RT‐PCR is widely employed for determination of WT1 expression.^{( 11} , ^{21 )} However, the results of RT‐PCR are not always correlated with protein expression^{( 22 )} and this method is not suitable for tumors that consist of cells of various types, including malignant and non‐malignant cells, because the results are dependent on the proportion of malignant to normal cells. Therefore, immunohistochemical analysis of WT1 expression in solid tumors may be a better option than RT‐PCR. In the present study, the results of immunohistochemical analysis of WT1 expression were not correlated with those of RT‐PCR. The level of WT1 mRNA transcript expression in PC‐14 was very weak, but protein expression level was almost the same as in the other cell lines. This observation suggested that WT1 mRNA expression is not equivalent to its protein expression. A discrepancy between WT1 mRNA and protein expression was reported previously in childhood leukemia.^{( 22 )} These results suggested that immunohistochemical analysis is important to predict the efficacy of WT1 vaccines. The WT1‐R antibody developed in the present study shows sensitivity for detection of WT1 protein and may be useful for immunohistochemical analysis.

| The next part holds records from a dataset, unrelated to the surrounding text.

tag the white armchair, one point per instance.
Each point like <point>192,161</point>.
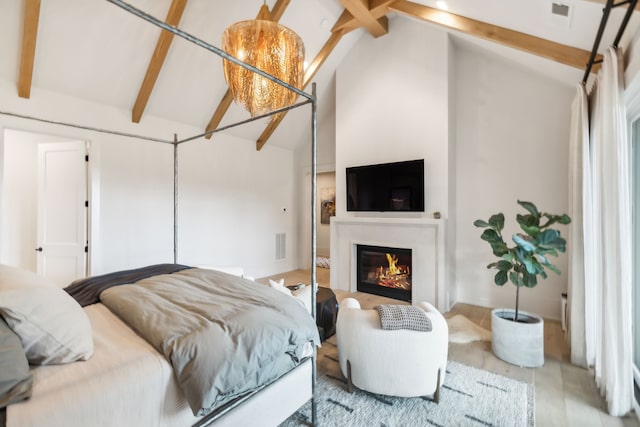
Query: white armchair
<point>401,362</point>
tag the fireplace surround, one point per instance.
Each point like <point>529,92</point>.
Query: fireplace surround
<point>424,236</point>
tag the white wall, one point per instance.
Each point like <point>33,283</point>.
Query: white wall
<point>324,180</point>
<point>512,131</point>
<point>397,109</point>
<point>233,201</point>
<point>490,131</point>
<point>132,189</point>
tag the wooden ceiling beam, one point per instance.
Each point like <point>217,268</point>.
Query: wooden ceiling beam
<point>604,2</point>
<point>227,98</point>
<point>348,22</point>
<point>29,38</point>
<point>376,26</point>
<point>157,60</point>
<point>309,74</point>
<point>563,54</point>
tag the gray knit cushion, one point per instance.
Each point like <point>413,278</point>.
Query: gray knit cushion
<point>394,317</point>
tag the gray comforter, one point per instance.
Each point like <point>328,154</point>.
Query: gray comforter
<point>225,336</point>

Currently, there is no standard method for immunohistochemical analysis of WT1 because of a lack of appropriate antibodies. It has already been reported that staining results with 6F‐H2 and another antibody against WT1 showed marked differences in some types of tumor.^{( 21 )} The WT1‐R antibody developed in the present study showed high sensitivity for detection of WT1 protein in breast cancer samples compared with 6F‐H2 antibody, and may be appropriate for immunohistochemical analysis of WT1. Further studies of the sensitivity and specificity of WT1‐R antibody in various types of cancer are required.

Disclosure Statement

The authors have no conflict of interest.